CCA has or had partnerships with advertising and media industry groups and with the LGBTQ+ organizations in the United States. Ad industry groups included the Association of National Advertisers and the Advertising Educational Foundation. Media included The New York Times, Sirius Satellite Radio, and Adweek. Gay community groups include the Human Rights Campaign, the Gay Lesbian Straight Education Network (GLSEN), and also GLAAD, pre-merger.

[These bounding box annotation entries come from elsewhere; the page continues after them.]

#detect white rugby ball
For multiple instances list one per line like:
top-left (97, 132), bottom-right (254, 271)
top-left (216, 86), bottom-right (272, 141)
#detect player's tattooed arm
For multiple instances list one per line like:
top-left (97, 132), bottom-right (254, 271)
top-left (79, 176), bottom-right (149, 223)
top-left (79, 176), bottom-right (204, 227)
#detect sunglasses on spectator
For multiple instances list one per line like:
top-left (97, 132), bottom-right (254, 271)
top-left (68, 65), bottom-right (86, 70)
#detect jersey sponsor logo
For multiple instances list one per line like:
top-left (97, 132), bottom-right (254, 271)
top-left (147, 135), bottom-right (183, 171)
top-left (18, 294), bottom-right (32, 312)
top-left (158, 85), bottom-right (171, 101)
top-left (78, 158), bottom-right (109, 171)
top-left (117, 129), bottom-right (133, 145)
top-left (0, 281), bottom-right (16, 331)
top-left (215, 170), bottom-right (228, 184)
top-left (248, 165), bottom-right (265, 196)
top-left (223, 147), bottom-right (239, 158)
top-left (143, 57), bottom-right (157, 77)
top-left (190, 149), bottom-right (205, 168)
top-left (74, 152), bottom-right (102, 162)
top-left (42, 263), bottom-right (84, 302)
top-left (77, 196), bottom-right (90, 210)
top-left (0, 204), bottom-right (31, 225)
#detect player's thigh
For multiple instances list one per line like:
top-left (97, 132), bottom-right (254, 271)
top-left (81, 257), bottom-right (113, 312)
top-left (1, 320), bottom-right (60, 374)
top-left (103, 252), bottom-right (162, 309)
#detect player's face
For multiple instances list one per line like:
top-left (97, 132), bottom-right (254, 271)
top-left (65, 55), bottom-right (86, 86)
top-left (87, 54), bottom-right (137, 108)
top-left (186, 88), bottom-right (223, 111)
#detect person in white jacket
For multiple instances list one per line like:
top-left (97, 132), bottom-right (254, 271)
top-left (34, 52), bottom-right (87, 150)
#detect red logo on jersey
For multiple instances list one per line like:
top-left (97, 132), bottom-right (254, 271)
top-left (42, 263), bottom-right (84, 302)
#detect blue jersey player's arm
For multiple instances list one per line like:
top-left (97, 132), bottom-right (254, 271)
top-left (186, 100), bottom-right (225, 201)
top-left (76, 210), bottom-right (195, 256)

GLSEN carried a Student Viewing Guide for teachers, and Human Rights Campaign carried the CCA's monthly LGBTQ+ advertising issues column, the Advertising Best Practices, and excerpts from Commercial Closet in the marketing section of WorkNet.

The Images in Advertising Awards were sponsored by ad agencies including Lowe Worldwide, Arnold Worldwide, Interpublic Group, SSH+K, and others.